Subject: Re: The Python licensing situation.
From: Rick Moen <rick@linuxmafia.com>
Date: Fri, 10 Jun 2011 13:50:05 -0700

Quoting Chuck Swiger (chuck@codefab.com):

> I think you and Brian Behlendorf discussed this back in 2005.  The
> restriction on not modifying the original sources except via patches
> was generally considered OSD-clause-4 compliant (and Debian Free
> Software Guidelines compliant).

Quite.  Thus my reference to QPL terms -- though, I must say,
disallowing putting patches, a copy of the licence, or anything else
into the same source tarball for redistribution is, as I was saying, 
not quite what most people envision when they say 'licences that forbid
distributing modified works except as patch files'.

Those restrictions can be worked around and still permit the hallmarks
of open source (third-party maintainability under the same terms), but 
barely and with serious hassles.

[restriction on distributing precompiled binaries from modified
sources:]

> The question is whether this aspect violates OSD #4.  Technically, it
> does not (IMO), but I'm not sure we'd approve a newly submitted
> license with similar restrictions today.

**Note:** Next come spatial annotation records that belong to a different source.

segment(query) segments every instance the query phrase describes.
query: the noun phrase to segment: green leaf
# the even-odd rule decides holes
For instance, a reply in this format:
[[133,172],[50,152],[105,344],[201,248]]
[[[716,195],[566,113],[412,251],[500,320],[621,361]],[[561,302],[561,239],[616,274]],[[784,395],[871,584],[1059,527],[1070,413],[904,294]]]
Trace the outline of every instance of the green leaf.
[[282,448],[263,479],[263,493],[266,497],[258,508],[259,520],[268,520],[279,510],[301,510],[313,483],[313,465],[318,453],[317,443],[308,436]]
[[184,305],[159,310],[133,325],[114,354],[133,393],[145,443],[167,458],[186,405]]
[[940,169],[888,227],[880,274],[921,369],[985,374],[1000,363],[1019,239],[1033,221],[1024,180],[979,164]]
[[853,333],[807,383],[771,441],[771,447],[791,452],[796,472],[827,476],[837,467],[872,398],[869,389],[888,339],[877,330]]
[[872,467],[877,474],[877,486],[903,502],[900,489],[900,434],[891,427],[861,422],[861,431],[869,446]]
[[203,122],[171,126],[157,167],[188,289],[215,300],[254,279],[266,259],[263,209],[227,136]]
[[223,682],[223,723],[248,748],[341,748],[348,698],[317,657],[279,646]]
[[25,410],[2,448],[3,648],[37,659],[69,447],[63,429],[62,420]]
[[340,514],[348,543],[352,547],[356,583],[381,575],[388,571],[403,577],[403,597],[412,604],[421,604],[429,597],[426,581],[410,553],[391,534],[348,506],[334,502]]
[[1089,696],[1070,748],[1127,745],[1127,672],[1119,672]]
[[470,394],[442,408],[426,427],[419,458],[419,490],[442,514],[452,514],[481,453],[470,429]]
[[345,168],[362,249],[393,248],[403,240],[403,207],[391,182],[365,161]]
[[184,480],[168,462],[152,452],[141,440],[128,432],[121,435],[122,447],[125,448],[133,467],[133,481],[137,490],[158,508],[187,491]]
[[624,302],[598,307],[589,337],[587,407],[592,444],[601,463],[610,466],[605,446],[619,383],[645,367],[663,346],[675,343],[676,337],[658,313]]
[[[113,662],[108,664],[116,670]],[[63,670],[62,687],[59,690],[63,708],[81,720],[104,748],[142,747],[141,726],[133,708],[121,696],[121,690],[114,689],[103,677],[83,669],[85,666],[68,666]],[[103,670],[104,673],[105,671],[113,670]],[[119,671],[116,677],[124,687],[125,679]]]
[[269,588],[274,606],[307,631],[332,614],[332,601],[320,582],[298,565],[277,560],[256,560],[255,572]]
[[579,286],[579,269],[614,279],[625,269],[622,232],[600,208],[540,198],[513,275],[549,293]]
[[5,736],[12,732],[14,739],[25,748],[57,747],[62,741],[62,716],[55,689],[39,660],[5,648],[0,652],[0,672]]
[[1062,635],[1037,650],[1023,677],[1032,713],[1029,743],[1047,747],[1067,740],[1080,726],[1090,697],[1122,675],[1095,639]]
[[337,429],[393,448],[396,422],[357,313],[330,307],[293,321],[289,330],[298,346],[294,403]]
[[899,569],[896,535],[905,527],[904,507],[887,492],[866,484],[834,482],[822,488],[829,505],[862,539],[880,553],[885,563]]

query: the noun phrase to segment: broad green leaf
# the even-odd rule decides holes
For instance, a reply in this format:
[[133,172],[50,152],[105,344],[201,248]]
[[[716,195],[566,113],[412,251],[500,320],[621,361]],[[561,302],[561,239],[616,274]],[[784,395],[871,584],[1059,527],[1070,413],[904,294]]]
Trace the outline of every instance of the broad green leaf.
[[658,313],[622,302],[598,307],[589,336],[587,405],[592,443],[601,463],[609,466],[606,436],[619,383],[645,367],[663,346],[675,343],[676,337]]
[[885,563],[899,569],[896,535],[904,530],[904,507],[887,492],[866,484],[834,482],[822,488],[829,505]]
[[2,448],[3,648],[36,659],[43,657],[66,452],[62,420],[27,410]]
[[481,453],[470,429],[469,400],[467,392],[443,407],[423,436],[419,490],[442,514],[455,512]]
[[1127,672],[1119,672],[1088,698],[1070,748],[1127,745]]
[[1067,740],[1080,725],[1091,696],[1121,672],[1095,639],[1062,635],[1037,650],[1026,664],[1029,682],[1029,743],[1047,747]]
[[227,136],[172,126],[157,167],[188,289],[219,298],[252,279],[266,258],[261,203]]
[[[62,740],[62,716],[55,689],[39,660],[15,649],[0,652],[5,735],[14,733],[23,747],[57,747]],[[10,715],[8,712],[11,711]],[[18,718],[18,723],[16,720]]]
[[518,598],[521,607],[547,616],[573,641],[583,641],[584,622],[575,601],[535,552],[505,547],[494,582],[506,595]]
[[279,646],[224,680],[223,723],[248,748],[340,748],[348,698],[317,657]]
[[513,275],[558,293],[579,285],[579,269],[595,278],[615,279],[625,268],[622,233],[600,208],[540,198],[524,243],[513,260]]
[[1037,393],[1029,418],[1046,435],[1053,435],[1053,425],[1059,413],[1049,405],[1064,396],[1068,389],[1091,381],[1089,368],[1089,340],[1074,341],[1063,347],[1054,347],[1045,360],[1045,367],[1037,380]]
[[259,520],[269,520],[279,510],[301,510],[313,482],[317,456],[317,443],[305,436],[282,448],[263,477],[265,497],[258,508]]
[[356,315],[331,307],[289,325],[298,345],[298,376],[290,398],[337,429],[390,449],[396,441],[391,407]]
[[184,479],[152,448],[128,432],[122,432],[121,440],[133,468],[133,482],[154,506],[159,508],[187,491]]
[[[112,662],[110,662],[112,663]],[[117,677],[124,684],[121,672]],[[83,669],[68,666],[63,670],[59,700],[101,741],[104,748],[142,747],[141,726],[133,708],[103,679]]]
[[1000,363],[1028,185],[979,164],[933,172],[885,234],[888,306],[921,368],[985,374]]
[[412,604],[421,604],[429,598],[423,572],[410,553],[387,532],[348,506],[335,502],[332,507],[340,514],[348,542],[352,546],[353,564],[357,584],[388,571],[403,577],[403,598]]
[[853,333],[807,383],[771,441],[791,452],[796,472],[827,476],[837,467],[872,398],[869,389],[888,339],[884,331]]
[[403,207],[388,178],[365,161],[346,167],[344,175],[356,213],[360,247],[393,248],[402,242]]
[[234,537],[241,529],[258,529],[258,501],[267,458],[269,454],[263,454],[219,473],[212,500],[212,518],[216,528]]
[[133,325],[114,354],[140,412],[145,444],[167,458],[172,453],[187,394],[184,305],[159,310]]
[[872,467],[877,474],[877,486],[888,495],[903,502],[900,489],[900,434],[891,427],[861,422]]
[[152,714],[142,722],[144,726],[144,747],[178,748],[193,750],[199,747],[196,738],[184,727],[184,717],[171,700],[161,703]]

If it were to come up, I would argue that permitting 'distribution of
software built from modified source code' doesn't mean with handcuffs 
that dementedly enjoin sysadmins from running their systems as they
please unless they're willing to patch and compile locally.  I'm not
really sure which OSD clause that particular licensing aberration
violates; would have to think about it.  Maybe discrimination against
those persons or groups of persons who've declined to class FHS as evil.  ;->

Anyway, we'll burn that bridge when we come to it.  (No such demented
licence has ever been submitted to the approval process.)